UE’s multiplayer capabilities are used in networked games such as Fortnite which has over 350 million players and allows up to 100 players to play against each other.
By combining UE’s multiplayer game feature, which has a proven track record in games, with rclUE, it is possible to build a distributed simulator environment for ROS2-compatible robots.
Through the usage of a distributed simulator, the load on the simulation server can be dispersed across multiple machines, thereby when compared to running simulations on a single machine, it will enable the simulation of robots on a large scale, such as an entire warehouse.
UE multiplayer is based around the client-server model. Each player is a client connected to a single server. In the robotics simulator, we put robots in each client.
As seen in figure 1, the simulator consists of four types of instances.
Server: sync all state except for ROS Components in the clients.
Robot client: own multiple simulated robots and robot application software.
Viewer client: in charge of rendering with GPU.
Signaling server: provide the view of simulation.
This configuration allows the ROS 2 node of a specific robot (Robot ROS 2 Node) and ROS application software to be separated from the simulation server.
In addition, the rendering can also be separated from the server by using the viewer client to perform the rendering, reducing GPU usage on the server and client. There is also a signaling server that will run alongside the viewer client instance, the role of which is to provide the user with a view of the simulation over the internet.
RPCs and Replication
Communication between Server and Client uses UE’s replication and RPCs.

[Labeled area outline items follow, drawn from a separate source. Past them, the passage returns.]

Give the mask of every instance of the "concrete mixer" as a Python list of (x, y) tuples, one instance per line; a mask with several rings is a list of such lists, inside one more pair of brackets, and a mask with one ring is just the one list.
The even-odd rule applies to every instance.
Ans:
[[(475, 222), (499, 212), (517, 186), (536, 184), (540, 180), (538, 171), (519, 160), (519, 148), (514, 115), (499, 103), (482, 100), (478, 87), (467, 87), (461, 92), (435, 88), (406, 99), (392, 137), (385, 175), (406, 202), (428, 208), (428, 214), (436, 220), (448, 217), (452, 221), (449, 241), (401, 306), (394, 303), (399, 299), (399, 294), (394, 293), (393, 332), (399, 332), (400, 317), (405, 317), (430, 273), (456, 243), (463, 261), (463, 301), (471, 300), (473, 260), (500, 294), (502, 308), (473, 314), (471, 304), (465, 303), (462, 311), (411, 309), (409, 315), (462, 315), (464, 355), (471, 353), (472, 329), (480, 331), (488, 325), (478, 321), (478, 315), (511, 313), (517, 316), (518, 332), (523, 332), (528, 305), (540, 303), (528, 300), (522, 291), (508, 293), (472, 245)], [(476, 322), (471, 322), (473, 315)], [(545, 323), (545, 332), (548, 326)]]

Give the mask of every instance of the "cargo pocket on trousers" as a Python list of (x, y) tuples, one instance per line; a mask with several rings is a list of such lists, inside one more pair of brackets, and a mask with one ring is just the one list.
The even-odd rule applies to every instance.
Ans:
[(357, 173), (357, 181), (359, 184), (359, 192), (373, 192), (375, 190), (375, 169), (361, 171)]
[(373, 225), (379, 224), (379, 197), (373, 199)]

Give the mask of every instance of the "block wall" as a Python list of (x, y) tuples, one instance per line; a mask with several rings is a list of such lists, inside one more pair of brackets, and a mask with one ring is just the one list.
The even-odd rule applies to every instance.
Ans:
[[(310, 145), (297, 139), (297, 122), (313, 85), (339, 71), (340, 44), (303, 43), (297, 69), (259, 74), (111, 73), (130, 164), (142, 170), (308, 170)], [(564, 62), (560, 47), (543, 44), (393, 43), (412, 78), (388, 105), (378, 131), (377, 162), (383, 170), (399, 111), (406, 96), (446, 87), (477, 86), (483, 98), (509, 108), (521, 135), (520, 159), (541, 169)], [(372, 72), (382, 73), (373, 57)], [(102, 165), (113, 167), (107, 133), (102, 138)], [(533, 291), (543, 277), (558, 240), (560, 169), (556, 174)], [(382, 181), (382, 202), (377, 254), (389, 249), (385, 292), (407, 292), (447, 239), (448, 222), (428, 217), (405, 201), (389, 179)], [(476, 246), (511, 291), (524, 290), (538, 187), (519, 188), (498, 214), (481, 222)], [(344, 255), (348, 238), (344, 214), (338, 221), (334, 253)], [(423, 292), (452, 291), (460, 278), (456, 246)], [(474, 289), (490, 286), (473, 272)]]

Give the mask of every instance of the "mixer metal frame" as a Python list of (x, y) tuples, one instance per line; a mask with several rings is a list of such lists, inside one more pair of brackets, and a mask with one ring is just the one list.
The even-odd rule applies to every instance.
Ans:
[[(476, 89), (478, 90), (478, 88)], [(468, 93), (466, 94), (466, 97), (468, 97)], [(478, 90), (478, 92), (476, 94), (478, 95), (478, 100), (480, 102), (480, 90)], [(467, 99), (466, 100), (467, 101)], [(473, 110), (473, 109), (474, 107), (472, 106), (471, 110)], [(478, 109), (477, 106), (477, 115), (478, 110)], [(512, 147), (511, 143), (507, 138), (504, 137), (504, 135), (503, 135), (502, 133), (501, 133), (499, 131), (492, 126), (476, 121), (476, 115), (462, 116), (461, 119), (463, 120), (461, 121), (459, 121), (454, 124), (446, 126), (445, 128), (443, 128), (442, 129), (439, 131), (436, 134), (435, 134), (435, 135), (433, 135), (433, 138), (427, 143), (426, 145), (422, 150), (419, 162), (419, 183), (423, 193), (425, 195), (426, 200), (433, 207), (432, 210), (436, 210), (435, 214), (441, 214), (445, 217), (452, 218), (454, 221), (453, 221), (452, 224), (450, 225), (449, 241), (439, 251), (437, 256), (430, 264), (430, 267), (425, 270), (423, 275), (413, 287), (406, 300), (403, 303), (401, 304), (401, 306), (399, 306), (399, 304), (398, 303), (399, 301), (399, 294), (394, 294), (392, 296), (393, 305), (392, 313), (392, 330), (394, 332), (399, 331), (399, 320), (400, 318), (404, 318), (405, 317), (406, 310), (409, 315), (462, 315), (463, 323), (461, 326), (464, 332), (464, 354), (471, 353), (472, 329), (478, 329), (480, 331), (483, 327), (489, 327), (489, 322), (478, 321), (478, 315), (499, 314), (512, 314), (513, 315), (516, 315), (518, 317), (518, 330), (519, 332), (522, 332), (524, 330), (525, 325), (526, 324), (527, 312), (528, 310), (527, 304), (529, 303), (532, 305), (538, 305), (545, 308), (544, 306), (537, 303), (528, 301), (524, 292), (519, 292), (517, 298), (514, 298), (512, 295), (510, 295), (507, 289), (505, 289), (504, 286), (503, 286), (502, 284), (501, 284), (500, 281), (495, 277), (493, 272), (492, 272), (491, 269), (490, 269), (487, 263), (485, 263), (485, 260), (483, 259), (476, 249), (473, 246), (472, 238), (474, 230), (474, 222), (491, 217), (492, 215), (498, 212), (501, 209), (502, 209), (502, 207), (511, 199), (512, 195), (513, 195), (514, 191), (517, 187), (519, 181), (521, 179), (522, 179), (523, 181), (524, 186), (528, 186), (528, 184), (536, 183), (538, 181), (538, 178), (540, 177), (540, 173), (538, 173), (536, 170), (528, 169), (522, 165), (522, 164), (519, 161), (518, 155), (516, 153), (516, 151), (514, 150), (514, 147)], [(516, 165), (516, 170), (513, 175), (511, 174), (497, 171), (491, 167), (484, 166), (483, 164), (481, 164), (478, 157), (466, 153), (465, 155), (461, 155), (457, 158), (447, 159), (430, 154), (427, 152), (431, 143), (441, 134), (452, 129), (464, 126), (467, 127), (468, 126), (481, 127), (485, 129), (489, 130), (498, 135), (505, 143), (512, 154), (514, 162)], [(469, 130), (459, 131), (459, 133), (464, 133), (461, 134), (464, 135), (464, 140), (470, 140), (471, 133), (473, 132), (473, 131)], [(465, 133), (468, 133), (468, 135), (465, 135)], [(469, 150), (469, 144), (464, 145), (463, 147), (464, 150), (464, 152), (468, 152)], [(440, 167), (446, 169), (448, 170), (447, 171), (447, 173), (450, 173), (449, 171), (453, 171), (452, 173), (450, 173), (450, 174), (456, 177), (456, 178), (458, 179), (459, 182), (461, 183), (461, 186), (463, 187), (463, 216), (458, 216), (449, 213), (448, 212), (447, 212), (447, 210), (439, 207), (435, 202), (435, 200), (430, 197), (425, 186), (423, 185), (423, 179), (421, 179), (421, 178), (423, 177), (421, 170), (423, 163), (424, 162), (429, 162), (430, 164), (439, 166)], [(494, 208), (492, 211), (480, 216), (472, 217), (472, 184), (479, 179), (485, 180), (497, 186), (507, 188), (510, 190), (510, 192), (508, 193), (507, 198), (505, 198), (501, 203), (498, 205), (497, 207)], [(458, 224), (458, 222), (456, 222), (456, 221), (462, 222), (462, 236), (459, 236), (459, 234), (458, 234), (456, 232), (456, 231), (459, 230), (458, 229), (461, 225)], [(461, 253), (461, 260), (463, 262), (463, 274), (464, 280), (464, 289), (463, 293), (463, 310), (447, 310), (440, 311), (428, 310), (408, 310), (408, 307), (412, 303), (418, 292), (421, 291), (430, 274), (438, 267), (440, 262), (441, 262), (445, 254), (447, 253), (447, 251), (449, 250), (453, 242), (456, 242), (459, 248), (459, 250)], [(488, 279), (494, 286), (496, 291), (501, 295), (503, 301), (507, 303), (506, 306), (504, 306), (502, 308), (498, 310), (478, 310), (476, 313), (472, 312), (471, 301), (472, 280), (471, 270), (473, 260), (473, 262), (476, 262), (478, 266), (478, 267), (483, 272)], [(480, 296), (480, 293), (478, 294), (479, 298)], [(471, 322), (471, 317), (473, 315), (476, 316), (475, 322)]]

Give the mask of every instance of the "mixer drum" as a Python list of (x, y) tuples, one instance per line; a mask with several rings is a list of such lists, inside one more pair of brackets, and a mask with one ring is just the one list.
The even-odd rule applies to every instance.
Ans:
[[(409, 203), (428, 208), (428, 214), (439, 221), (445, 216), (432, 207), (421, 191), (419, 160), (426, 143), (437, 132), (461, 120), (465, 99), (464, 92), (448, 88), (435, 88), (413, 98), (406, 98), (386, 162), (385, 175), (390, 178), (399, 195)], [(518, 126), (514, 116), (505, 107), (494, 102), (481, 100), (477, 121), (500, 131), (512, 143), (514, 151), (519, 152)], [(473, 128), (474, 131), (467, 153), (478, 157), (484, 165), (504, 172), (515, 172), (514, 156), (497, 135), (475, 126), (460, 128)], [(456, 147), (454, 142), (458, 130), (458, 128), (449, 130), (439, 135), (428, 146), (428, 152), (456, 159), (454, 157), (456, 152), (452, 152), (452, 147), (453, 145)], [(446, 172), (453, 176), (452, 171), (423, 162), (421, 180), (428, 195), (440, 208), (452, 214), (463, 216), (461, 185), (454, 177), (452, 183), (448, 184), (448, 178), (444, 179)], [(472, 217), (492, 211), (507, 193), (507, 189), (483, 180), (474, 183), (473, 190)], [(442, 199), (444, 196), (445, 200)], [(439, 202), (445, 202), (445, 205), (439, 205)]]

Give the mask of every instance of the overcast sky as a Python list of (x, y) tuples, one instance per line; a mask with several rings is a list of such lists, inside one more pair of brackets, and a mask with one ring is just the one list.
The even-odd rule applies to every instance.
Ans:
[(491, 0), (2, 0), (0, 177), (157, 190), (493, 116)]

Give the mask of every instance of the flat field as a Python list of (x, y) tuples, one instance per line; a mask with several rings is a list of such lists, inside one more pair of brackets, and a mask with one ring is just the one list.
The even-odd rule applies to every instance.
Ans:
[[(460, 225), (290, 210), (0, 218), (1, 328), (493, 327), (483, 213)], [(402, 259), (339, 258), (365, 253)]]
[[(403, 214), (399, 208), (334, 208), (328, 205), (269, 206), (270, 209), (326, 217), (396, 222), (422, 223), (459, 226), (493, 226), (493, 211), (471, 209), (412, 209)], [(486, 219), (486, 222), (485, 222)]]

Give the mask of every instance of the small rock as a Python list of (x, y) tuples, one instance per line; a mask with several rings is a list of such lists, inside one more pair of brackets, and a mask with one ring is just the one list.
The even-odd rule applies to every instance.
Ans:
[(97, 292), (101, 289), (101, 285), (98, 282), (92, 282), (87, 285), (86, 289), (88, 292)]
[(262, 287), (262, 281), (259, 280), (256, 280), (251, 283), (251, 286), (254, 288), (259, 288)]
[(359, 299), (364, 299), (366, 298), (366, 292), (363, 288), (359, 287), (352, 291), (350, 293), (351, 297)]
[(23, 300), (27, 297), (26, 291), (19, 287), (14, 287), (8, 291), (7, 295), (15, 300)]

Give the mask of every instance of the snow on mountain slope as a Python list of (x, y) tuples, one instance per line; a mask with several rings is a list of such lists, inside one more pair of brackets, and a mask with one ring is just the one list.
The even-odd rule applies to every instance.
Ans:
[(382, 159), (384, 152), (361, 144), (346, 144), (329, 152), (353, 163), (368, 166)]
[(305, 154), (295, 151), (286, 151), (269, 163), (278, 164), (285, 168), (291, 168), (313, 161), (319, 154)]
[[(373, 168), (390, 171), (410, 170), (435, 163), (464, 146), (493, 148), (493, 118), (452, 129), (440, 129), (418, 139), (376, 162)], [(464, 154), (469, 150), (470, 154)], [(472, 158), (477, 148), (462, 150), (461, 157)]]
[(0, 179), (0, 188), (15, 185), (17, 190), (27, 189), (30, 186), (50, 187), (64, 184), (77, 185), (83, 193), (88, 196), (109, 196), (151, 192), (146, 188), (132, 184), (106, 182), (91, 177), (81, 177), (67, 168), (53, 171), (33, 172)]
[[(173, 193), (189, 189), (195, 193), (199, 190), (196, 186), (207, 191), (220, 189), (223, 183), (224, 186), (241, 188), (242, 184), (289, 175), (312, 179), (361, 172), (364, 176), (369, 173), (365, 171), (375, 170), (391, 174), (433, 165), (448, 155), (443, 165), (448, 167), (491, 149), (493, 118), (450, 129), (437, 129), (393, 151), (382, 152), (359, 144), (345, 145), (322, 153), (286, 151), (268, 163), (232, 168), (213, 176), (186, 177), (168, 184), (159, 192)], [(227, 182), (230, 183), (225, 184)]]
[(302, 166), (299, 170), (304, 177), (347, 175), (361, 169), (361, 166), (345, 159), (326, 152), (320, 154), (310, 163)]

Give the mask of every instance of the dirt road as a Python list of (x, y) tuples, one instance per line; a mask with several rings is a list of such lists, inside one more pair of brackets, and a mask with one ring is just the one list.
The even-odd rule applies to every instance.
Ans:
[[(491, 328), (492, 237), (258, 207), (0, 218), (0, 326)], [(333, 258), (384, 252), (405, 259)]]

Replication is the process to sync data between the server and the clients. Changes of Actors and properties set as “replicated” in server are synced to the clients. Replication is a one-way process from server to client to sync data such as Actor pose and other properties.
RPCs (Remote procesure call) is a way to call function in client from server or the other way around. While replication provide a way to sync data from server to clients, RPC provide a way to change Actor status in the server from clients. RPC function which are defined in NetworkPlayerController or NetworkPlayerController owned pawn are valid and only replciated Actor can call the function.
In this distributed simulation setup,
ROS 2 nodes are spawned only in the clients, i.e. replication are not used.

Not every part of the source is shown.